1844–1916 · Estados Unidos · Realismo


A história

Thomas Eakins queria que a arte americana olhasse para o corpo com honestidade, e isso lhe custou caro. Em 1875, na Filadélfia, ele pintou A Clínica Gross, um cirurgião renomado, o dr. Samuel Gross, de mãos ensanguentadas sobre um paciente num anfiteatro cirúrgico de ensino, discursando enquanto corta. O júri da exposição do Centenário de 1876 achou a obra macabra demais para os salões de arte e a pendurou numa mostra de hospital militar.

Eakins havia estudado em Paris e nas salas de dissecação de uma faculdade de medicina, e ensinava como pintava, exigindo que seus alunos na Pennsylvania Academy of the Fine Arts trabalhassem a partir do modelo completamente nu, mulheres inclusive.
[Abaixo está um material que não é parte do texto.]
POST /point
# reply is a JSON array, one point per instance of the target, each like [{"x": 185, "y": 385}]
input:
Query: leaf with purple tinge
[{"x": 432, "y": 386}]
Em 1886, durante uma aula de anatomia, ele retirou a tanga de um modelo masculino para mostrar um grupo muscular a uma turma que incluía mulheres. A academia o demitiu. Vinte e oito alunos saíram com ele e fundaram sua própria liga de arte.

Ele passou o resto da carreira um tanto à margem, pintando retratos implacáveis de médicos, cientistas e músicos da Filadélfia que muitas vezes não gostavam de como ele os via com tanta clareza, e experimentando a nova fotografia do movimento ao lado de Eadweard Muybridge. O reconhecimento veio quase todo no fim e depois de sua morte, em 1916. A Clínica Gross ficou na Filadélfia, onde em 2007 uma campanha pública a salvou de ser vendida por 68 milhões de dólares.